So we know that there is no Buddhahood to attain apart from this mind. The Realized Ones of the past were just people who understood the mind, and the saints and sages of the present are people who cultivate the mind; students of the future should rely on this principle.
People who practice the Way should not seek externally. The essence of mind has no defilement; it is originally complete and perfect of itself. Just detach from illusory objects, and it is enlightened to suchness as is.
Question: If Buddha-nature is presently in our bodies, it is not apart from ordinary people. Then why do we not perceive Buddha-nature now?
Answer: It is in your body, but you do not perceive it yourself. At all times you know when you are hungry, you know when you are thirsty, you know when you are cold, you know when you are hot; sometimes you get angry, sometimes you are joyful-ultimately, what is it that does all this?
Now then, the material body is a compound of four elements: earth, water, fire, and air. Their substance is insentient; how can they perceive or cognize? That which can perceive and cognize has to be your Buddha- nature.
This is why Linji said, “The four gross elements cannot expound the Teaching or listen to the Teaching. Space cannot expound the Teaching or listen to the Teaching. Only the solitary light clearly before you, that which has no form, can expound the Teaching or listen to the Teaching.”
What he called that which has no form is the stamp of the truth of all Buddhas, and it is your original mind. So the Buddha-nature is presently in your body; what need is there to seek outside?
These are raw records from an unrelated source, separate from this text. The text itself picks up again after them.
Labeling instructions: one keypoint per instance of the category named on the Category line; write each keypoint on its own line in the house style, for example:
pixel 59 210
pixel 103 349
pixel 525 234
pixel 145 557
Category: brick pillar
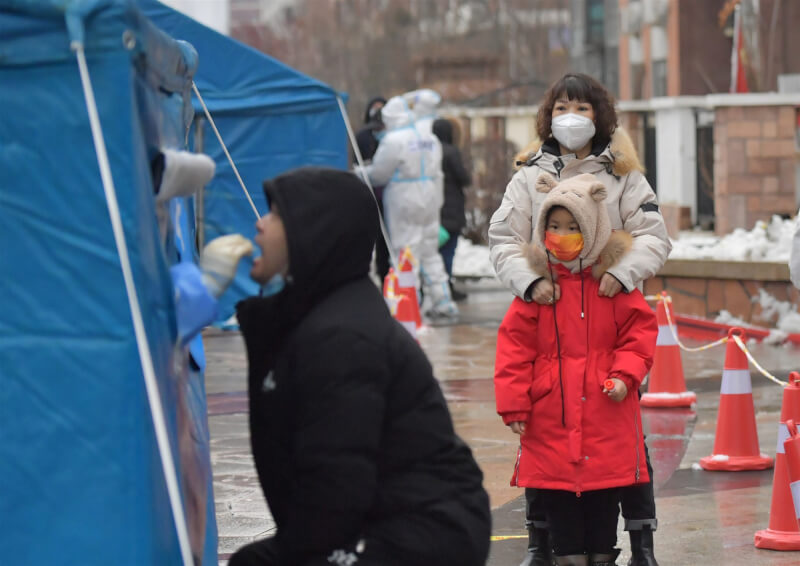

Question: You say that the two categories of sudden enlightenment and gradual practice are guidelines followed by all sages. If enlightenment is sudden enlightenment, what is the need for gradual practice? If practice is gradual practice, why speak of sudden enlightenment? Please explain the meanings of sudden and gradual further, to eliminate doubts.
Answer: As for sudden enlightenment, as long as ordinary people are deluded, they think their bodies are material conglomerates and their minds are random thoughts. They do not know that inherent essence is the true body of reality. They do not know that their own open awareness is the real Buddha. Seeking Buddha outside of mind, they run randomly from one impulse to another.
If a real teacher points out a way of entry for you, and for a single instant you turn your attention around, you see your own original essence. This essence originally has no afflictions; uncontaminated wisdom is inherently complete in it. Then you are no different from the buddhas; thus it is called sudden enlightenment.
As for gradual practice, having suddenly realized fundamental essence, no different from Buddha, beginningless mental habits are hard to get rid of all at once. Therefore one cultivates practice based on enlightenment, gradually cultivating the attainment to perfection, nurturing the embryo of sagehood to maturity. Eventually, after a long time, once becomes a sage; therefore it is called gradual practice. It is like an infant, which has all the normal faculties at birth, but as yet undeveloped; only with the passage of years does it become an adult.
Question: By what expedient means can we turn our minds around instantly to realize our inherent essence?
Answer: It is just your own mind; what further expedient means would you apply? If you apply expedient means to go on to seek intellectual understanding, this is like wanting to see your own eyes because you think you have no eyes if you cannot see them. As long as you have not lost them, that is called seeing eyes. If you have no more desire to see, does that mean you imagine you are not seeing? So it is also with one’s own open awareness. Since it is one’s own mind, how can one yet seek to see it? If you seek understanding, then you do not understand it. Just know that which does not understand; this is seeing essence.
Question: In terms of my present state, what is the mind of open awareness of silence and emptiness?
Answer: What enables you to ask me this question is your mind of open awareness of emptiness and silence; why do you still seek outside instead of looking within? I will now point directly to the original mind in you, to enable you to awaken; you should clear your mind to listen to what I say.
Throughout the twenty-four hours of the day, you operate and act in all sorts of ways, seeing and hearing, laughing and talking, raging and rejoicing, affirming and denying: now tell me, ultimately who is it that can operate and act in this way?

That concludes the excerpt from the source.